Human-Centered Design Considered Harmful - baran
http://www.jnd.org/dn.mss/human-centered.html

======
blahblahblah
The stuff about the human interface for musical instruments is just hokey. It
lends no support to the author's argument. Acoustic instruments have the user
interfaces that they have because the physics of sound production made more
usable interfaces impractical to build. And, indeed, now that electronics have
enabled alternative means of sound production, the design of more intuitive
and usable interfaces for musical instruments is an active area of research
and development. Likewise, musical notation is an anachronism that has
survived more as a matter of tradition than on the merits of the design. If
you take a look at the design of most MIDI sequencer software, you'll find
that piano roll notation has largely replaced traditional music notation as
the default interface because it is so much more intuitive.

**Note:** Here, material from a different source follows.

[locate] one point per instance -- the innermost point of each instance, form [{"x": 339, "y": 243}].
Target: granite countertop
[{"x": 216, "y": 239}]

Most people who attempt to learn to play an acoustic instrument take lessons
for a few months and eventually quit because the user interfaces are so
difficult to learn. The idea that software should in any way emulate this sort
of design is incomprehensible to me, since the design of software is not
nearly so constrained as the design of a physical instrument. On a trumpet,
you have to hold down the first and third valve key and extend a slide by a
precise amount with your ring finger to play the D above middle C, but the
fingering for D an octave higher is completely different. If you're playing in
any kind of a group, you also have to be aware that your instrument is really
a B flat instrument and transpose the notes accordingly to play along with
everyone else. If your software had a bizarre interface like this, nobody
would buy it unless absolutely no other alternative existed.